Outside of writing the kind of book that a publisher decides smells enough like a blockbuster to invest serious money in, I agree that there is very little an author can do to boost his/her sales significantly.
But I think Kelly is being a tad dishonest when he talks about adopting a policy of doing only the promotional things that cost nothing and take no time away from writing. You don’t choose to do interviews because they’re fun. You get interviews because you’ve sent out press releases. Writing a good press release and, no doubt, assembling a press kit with professional photos (or jpgs) of yourself and your book cover, takes time and money. Gathering contact information for your local and area newspapers takes time. Stuffing the envelopes or sending the faxes takes time.

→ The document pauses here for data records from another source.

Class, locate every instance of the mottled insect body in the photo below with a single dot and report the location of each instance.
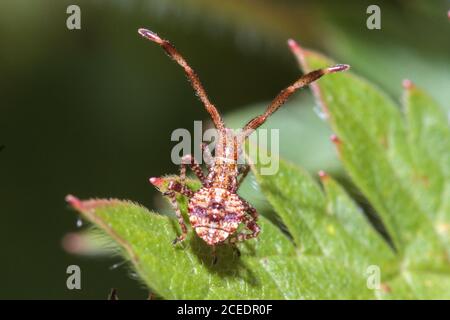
(216, 210)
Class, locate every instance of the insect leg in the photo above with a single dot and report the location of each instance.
(207, 155)
(173, 200)
(284, 95)
(244, 170)
(254, 229)
(189, 160)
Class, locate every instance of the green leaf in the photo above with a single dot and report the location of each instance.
(323, 246)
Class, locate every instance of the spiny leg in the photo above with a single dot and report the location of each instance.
(195, 81)
(244, 170)
(189, 160)
(284, 95)
(251, 225)
(173, 188)
(173, 200)
(207, 155)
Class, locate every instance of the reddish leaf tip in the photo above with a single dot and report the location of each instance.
(150, 35)
(73, 201)
(294, 46)
(338, 68)
(156, 181)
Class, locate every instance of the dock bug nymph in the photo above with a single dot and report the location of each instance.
(216, 210)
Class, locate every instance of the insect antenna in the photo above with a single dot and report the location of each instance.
(195, 81)
(284, 95)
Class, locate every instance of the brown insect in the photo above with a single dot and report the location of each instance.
(216, 210)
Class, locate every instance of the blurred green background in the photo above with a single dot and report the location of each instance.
(90, 111)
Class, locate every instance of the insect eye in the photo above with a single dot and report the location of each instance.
(217, 206)
(199, 211)
(230, 217)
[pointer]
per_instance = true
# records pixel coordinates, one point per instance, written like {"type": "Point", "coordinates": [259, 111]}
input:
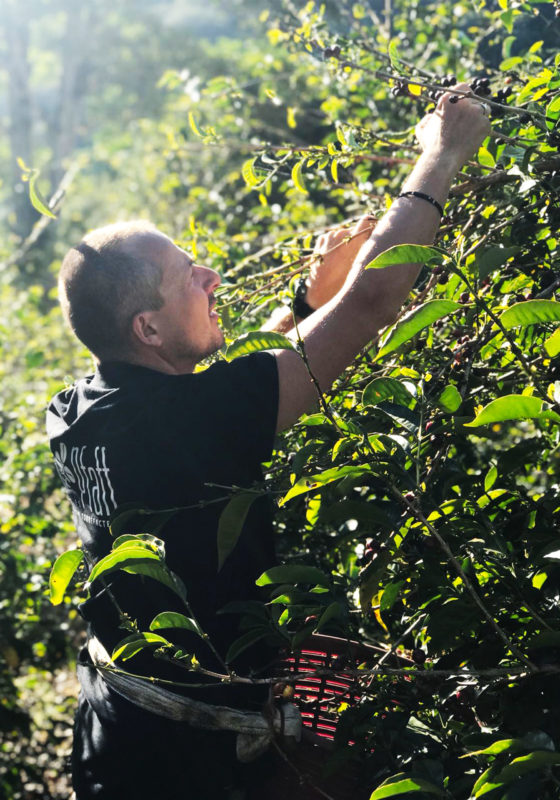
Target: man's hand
{"type": "Point", "coordinates": [333, 257]}
{"type": "Point", "coordinates": [370, 299]}
{"type": "Point", "coordinates": [455, 130]}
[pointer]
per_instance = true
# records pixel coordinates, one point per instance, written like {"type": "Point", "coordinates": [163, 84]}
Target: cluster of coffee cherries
{"type": "Point", "coordinates": [448, 81]}
{"type": "Point", "coordinates": [331, 52]}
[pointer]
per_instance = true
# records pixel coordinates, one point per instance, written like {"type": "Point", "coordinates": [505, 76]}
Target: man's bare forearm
{"type": "Point", "coordinates": [410, 220]}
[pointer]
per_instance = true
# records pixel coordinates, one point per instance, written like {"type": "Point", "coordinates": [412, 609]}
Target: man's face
{"type": "Point", "coordinates": [187, 323]}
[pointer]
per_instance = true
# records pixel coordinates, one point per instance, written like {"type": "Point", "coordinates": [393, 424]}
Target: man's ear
{"type": "Point", "coordinates": [145, 329]}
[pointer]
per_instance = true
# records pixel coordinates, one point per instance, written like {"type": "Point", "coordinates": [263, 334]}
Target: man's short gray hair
{"type": "Point", "coordinates": [104, 282]}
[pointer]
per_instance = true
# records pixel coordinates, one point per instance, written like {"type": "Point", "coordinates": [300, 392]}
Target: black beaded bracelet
{"type": "Point", "coordinates": [424, 196]}
{"type": "Point", "coordinates": [301, 307]}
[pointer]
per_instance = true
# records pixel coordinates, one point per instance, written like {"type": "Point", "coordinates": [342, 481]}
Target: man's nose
{"type": "Point", "coordinates": [210, 279]}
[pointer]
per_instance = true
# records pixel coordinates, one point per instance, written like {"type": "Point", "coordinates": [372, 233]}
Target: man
{"type": "Point", "coordinates": [147, 429]}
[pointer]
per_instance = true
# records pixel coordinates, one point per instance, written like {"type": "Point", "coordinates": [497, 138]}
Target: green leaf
{"type": "Point", "coordinates": [415, 321]}
{"type": "Point", "coordinates": [62, 573]}
{"type": "Point", "coordinates": [385, 389]}
{"type": "Point", "coordinates": [495, 748]}
{"type": "Point", "coordinates": [407, 254]}
{"type": "Point", "coordinates": [486, 158]}
{"type": "Point", "coordinates": [231, 523]}
{"type": "Point", "coordinates": [512, 407]}
{"type": "Point", "coordinates": [392, 52]}
{"type": "Point", "coordinates": [37, 200]}
{"type": "Point", "coordinates": [194, 127]}
{"type": "Point", "coordinates": [553, 110]}
{"type": "Point", "coordinates": [450, 399]}
{"type": "Point", "coordinates": [254, 341]}
{"type": "Point", "coordinates": [142, 540]}
{"type": "Point", "coordinates": [510, 63]}
{"type": "Point", "coordinates": [524, 764]}
{"type": "Point", "coordinates": [296, 176]}
{"type": "Point", "coordinates": [138, 558]}
{"type": "Point", "coordinates": [170, 619]}
{"type": "Point", "coordinates": [401, 784]}
{"type": "Point", "coordinates": [552, 344]}
{"type": "Point", "coordinates": [157, 571]}
{"type": "Point", "coordinates": [334, 170]}
{"type": "Point", "coordinates": [314, 482]}
{"type": "Point", "coordinates": [137, 641]}
{"type": "Point", "coordinates": [531, 312]}
{"type": "Point", "coordinates": [130, 516]}
{"type": "Point", "coordinates": [248, 173]}
{"type": "Point", "coordinates": [126, 555]}
{"type": "Point", "coordinates": [490, 478]}
{"type": "Point", "coordinates": [292, 573]}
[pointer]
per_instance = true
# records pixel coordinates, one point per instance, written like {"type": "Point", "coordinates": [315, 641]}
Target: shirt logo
{"type": "Point", "coordinates": [86, 478]}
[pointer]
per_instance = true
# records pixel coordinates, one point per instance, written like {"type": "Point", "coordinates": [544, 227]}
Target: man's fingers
{"type": "Point", "coordinates": [461, 87]}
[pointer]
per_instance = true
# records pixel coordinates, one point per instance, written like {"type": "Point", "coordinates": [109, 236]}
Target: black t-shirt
{"type": "Point", "coordinates": [129, 434]}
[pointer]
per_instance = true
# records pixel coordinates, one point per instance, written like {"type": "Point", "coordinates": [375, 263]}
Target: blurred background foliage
{"type": "Point", "coordinates": [242, 129]}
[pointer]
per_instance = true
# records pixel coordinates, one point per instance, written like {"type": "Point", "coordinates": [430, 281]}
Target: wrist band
{"type": "Point", "coordinates": [423, 196]}
{"type": "Point", "coordinates": [301, 307]}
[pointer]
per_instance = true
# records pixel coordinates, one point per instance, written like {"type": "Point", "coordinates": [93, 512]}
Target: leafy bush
{"type": "Point", "coordinates": [426, 487]}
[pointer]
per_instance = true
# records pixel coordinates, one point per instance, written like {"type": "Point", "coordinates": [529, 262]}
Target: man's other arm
{"type": "Point", "coordinates": [371, 299]}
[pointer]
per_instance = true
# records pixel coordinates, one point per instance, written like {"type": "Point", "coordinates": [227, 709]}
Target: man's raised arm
{"type": "Point", "coordinates": [371, 299]}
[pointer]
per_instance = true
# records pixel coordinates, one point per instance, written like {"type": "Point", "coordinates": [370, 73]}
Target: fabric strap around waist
{"type": "Point", "coordinates": [255, 732]}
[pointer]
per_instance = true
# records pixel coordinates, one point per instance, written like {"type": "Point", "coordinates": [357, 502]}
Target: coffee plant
{"type": "Point", "coordinates": [418, 507]}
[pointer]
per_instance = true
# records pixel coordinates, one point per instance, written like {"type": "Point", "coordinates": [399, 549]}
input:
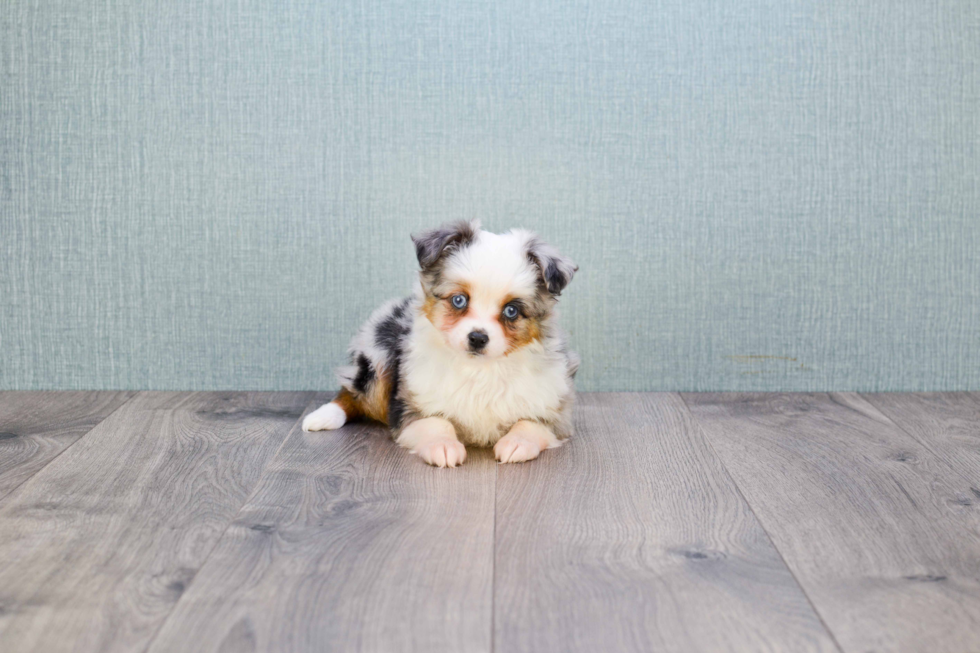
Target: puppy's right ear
{"type": "Point", "coordinates": [432, 246]}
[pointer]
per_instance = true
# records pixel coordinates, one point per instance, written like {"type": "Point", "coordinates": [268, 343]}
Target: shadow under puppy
{"type": "Point", "coordinates": [475, 357]}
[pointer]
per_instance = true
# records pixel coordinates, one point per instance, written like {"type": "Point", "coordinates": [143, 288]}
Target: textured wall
{"type": "Point", "coordinates": [761, 195]}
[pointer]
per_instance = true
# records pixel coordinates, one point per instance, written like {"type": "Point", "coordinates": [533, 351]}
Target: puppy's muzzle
{"type": "Point", "coordinates": [478, 340]}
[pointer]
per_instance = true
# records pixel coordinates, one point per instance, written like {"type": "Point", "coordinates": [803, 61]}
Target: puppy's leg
{"type": "Point", "coordinates": [434, 440]}
{"type": "Point", "coordinates": [327, 417]}
{"type": "Point", "coordinates": [524, 441]}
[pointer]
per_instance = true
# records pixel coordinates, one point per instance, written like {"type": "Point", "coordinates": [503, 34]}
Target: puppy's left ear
{"type": "Point", "coordinates": [557, 269]}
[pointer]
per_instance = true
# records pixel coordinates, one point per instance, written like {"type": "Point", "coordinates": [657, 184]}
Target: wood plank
{"type": "Point", "coordinates": [349, 544]}
{"type": "Point", "coordinates": [37, 426]}
{"type": "Point", "coordinates": [946, 423]}
{"type": "Point", "coordinates": [867, 518]}
{"type": "Point", "coordinates": [633, 538]}
{"type": "Point", "coordinates": [99, 545]}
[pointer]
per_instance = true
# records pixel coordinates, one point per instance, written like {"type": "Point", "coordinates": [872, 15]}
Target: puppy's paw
{"type": "Point", "coordinates": [442, 452]}
{"type": "Point", "coordinates": [325, 418]}
{"type": "Point", "coordinates": [514, 448]}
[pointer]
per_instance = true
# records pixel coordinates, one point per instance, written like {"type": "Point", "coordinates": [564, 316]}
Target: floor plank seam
{"type": "Point", "coordinates": [721, 461]}
{"type": "Point", "coordinates": [149, 644]}
{"type": "Point", "coordinates": [14, 489]}
{"type": "Point", "coordinates": [924, 443]}
{"type": "Point", "coordinates": [493, 564]}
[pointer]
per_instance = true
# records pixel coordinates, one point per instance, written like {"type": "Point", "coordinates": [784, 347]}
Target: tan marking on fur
{"type": "Point", "coordinates": [520, 333]}
{"type": "Point", "coordinates": [348, 403]}
{"type": "Point", "coordinates": [429, 307]}
{"type": "Point", "coordinates": [375, 403]}
{"type": "Point", "coordinates": [441, 312]}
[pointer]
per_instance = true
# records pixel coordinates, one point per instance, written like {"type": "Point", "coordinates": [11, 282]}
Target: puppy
{"type": "Point", "coordinates": [474, 358]}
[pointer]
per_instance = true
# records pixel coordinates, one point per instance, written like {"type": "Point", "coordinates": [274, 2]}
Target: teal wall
{"type": "Point", "coordinates": [772, 195]}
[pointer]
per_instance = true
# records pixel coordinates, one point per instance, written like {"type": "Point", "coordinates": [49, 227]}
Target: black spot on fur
{"type": "Point", "coordinates": [399, 311]}
{"type": "Point", "coordinates": [365, 374]}
{"type": "Point", "coordinates": [431, 246]}
{"type": "Point", "coordinates": [389, 334]}
{"type": "Point", "coordinates": [396, 407]}
{"type": "Point", "coordinates": [556, 270]}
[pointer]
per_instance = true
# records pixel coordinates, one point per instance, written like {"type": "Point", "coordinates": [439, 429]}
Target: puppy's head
{"type": "Point", "coordinates": [489, 294]}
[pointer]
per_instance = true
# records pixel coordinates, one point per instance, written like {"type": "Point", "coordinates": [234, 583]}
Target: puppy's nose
{"type": "Point", "coordinates": [478, 340]}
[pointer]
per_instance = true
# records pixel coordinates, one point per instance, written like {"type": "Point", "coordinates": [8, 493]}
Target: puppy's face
{"type": "Point", "coordinates": [489, 294]}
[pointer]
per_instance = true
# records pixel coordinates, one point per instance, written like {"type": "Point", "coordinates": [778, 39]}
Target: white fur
{"type": "Point", "coordinates": [325, 418]}
{"type": "Point", "coordinates": [493, 267]}
{"type": "Point", "coordinates": [434, 440]}
{"type": "Point", "coordinates": [524, 441]}
{"type": "Point", "coordinates": [482, 395]}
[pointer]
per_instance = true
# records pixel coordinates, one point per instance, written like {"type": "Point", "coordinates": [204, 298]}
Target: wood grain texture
{"type": "Point", "coordinates": [871, 522]}
{"type": "Point", "coordinates": [633, 538]}
{"type": "Point", "coordinates": [99, 545]}
{"type": "Point", "coordinates": [946, 423]}
{"type": "Point", "coordinates": [37, 426]}
{"type": "Point", "coordinates": [349, 544]}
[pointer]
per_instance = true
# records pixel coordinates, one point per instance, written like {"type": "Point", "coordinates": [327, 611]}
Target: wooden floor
{"type": "Point", "coordinates": [700, 522]}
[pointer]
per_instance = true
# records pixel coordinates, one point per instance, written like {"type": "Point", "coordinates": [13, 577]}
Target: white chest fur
{"type": "Point", "coordinates": [483, 397]}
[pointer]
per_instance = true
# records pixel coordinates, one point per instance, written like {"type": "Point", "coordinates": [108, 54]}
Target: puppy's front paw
{"type": "Point", "coordinates": [513, 448]}
{"type": "Point", "coordinates": [442, 452]}
{"type": "Point", "coordinates": [325, 418]}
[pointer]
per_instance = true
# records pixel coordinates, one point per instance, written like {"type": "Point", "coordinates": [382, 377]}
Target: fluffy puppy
{"type": "Point", "coordinates": [475, 357]}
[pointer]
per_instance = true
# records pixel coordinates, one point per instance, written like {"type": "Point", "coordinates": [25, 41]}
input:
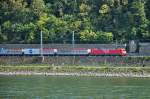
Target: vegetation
{"type": "Point", "coordinates": [92, 20]}
{"type": "Point", "coordinates": [74, 69]}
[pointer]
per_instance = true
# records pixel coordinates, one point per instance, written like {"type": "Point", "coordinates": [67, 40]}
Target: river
{"type": "Point", "coordinates": [71, 87]}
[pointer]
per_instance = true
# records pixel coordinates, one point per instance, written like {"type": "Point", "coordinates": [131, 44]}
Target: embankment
{"type": "Point", "coordinates": [76, 71]}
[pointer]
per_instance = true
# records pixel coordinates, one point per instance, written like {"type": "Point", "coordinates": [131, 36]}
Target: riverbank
{"type": "Point", "coordinates": [76, 71]}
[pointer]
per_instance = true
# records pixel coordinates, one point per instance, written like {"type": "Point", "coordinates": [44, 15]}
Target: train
{"type": "Point", "coordinates": [64, 52]}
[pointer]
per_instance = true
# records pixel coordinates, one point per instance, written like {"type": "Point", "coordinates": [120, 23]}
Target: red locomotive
{"type": "Point", "coordinates": [119, 52]}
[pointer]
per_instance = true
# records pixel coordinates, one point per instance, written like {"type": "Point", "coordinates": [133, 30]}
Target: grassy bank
{"type": "Point", "coordinates": [77, 69]}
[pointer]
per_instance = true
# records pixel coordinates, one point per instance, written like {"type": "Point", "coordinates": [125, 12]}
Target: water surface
{"type": "Point", "coordinates": [59, 87]}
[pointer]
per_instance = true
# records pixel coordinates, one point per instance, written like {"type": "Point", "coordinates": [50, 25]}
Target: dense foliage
{"type": "Point", "coordinates": [102, 21]}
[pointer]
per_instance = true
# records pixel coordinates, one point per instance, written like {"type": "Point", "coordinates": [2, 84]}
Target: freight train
{"type": "Point", "coordinates": [60, 52]}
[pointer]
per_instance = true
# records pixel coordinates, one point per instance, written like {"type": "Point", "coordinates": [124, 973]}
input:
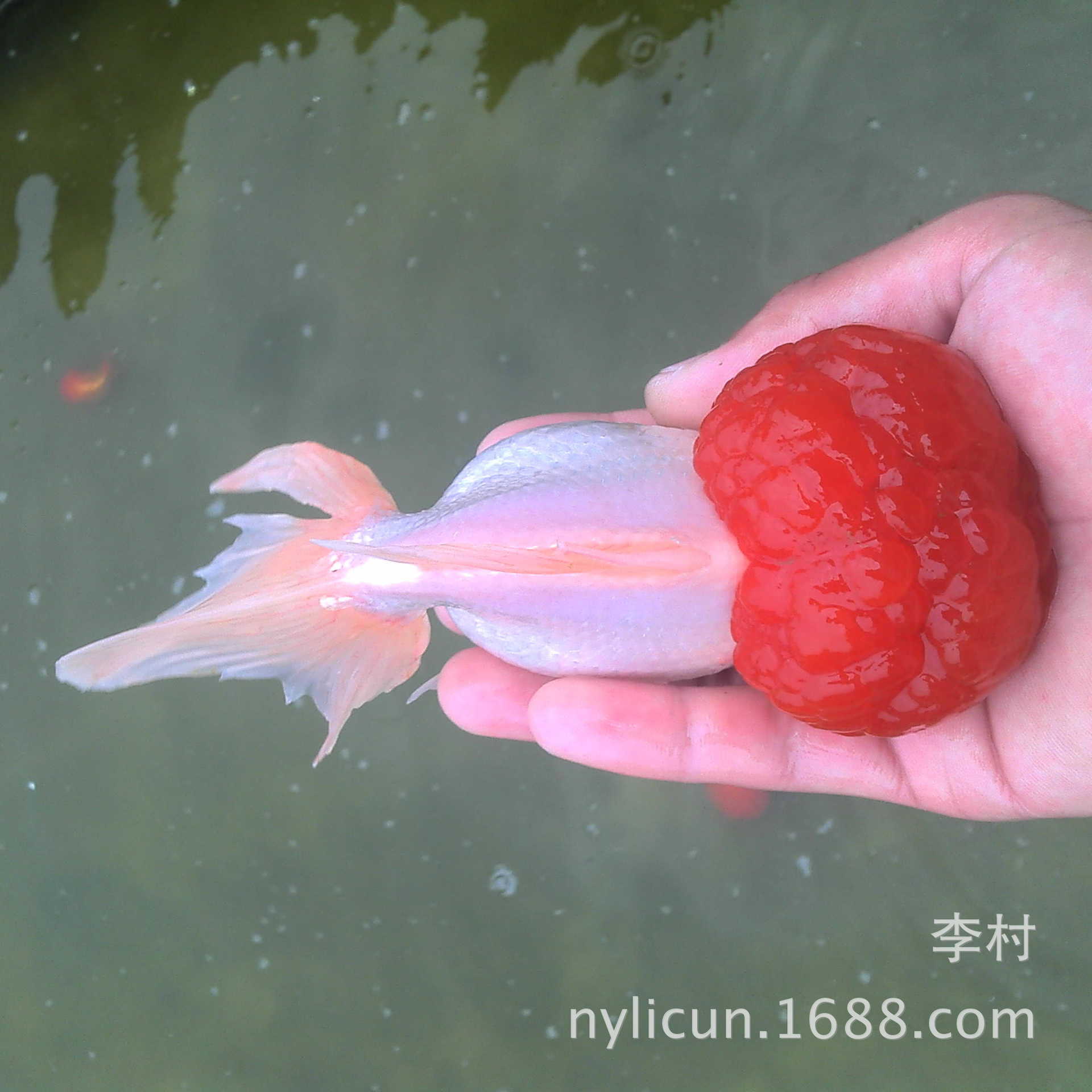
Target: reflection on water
{"type": "Point", "coordinates": [133, 76]}
{"type": "Point", "coordinates": [388, 228]}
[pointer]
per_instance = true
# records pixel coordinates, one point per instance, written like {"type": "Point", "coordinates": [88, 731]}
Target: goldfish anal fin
{"type": "Point", "coordinates": [637, 560]}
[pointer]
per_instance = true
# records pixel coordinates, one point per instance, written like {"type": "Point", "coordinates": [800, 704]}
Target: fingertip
{"type": "Point", "coordinates": [635, 729]}
{"type": "Point", "coordinates": [485, 697]}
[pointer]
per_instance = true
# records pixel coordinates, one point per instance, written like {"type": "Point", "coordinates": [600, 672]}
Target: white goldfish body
{"type": "Point", "coordinates": [584, 548]}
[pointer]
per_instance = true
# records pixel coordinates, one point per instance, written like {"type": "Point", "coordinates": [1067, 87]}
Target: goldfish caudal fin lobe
{"type": "Point", "coordinates": [313, 474]}
{"type": "Point", "coordinates": [273, 605]}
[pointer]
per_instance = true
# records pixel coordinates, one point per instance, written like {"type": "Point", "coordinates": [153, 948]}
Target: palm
{"type": "Point", "coordinates": [1008, 281]}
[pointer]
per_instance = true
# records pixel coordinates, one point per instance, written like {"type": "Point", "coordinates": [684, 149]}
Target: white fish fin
{"type": "Point", "coordinates": [637, 559]}
{"type": "Point", "coordinates": [273, 607]}
{"type": "Point", "coordinates": [428, 685]}
{"type": "Point", "coordinates": [312, 474]}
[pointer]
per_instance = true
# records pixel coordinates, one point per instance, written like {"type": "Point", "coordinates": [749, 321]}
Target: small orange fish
{"type": "Point", "coordinates": [86, 384]}
{"type": "Point", "coordinates": [738, 802]}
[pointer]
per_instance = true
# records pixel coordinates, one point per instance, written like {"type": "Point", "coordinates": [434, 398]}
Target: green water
{"type": "Point", "coordinates": [388, 229]}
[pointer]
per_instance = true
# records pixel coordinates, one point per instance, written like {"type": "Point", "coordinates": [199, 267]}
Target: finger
{"type": "Point", "coordinates": [486, 697]}
{"type": "Point", "coordinates": [699, 734]}
{"type": "Point", "coordinates": [915, 283]}
{"type": "Point", "coordinates": [511, 427]}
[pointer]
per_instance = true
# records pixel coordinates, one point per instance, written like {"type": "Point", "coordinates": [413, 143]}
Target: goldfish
{"type": "Point", "coordinates": [577, 548]}
{"type": "Point", "coordinates": [79, 384]}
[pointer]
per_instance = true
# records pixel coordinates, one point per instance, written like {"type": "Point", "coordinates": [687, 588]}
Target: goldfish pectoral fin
{"type": "Point", "coordinates": [312, 474]}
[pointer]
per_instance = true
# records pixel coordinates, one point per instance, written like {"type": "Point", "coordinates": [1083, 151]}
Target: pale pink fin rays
{"type": "Point", "coordinates": [272, 606]}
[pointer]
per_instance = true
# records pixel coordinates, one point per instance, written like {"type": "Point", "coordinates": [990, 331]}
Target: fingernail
{"type": "Point", "coordinates": [672, 369]}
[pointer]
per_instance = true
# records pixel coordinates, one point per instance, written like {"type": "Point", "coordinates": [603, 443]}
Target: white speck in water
{"type": "Point", "coordinates": [504, 882]}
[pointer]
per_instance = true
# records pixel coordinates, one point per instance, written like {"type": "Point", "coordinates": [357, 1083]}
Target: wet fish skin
{"type": "Point", "coordinates": [577, 548]}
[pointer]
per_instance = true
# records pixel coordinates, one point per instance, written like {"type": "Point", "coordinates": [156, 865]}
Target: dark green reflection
{"type": "Point", "coordinates": [123, 77]}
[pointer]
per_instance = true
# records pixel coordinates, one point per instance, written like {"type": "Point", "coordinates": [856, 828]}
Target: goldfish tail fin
{"type": "Point", "coordinates": [273, 605]}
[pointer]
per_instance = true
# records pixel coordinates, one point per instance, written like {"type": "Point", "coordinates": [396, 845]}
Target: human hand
{"type": "Point", "coordinates": [1008, 281]}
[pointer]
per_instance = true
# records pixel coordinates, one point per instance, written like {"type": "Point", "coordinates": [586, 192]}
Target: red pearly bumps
{"type": "Point", "coordinates": [900, 564]}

These things, however, are fairly simple to do. They don’t take MUCH time or MUCH money, but this is _not_ the complete laissez faire attitude the previous post seems to suggest.
Also, I think giving new authors the impression that book signings just magically happen is doing a disservice to them, as well. As a mid-list or brand new author, no one calls bookstores on your behalf and sets up signings. That means you, the professionally published book author, has to take the time to find out contact information for your local bookstores and make the arrangements yourself. You either cold call, or have to have the chutzpah to walk up to the information desk and ask for the person who handles their events coordinating. Then you have to sell yourself as a good bet – a money maker. A lot of the time, in my experience, at least, people hang up on you. I’ve had to do a lot of research to discover how to pitch myself – suggesting that I speak to a science fiction book club (if they even have one!) in conjunction to a signing, offering to do signings with a number of other authors, etc. (You’re welcome, Kelly.)
I know some authors who have set up their own book tours. I’ve never tried that, but I usually try to get a signing if I happen to be traveling to a new area of the country around the time when my book comes out. SF/F bookstores tend to be more welcoming but they’re few and far between. I’ve had a very famous Arizona independent bookstore suggest that I needed to pay THEM, if I wanted to have a signing in their store. Luckily, I was able to book the local Barnes & Noble instead.
All this, I should be added, can not happen the day your book hits the shelf. Most bookstores need several months lead time. For instance in June, I booked signings in October and November.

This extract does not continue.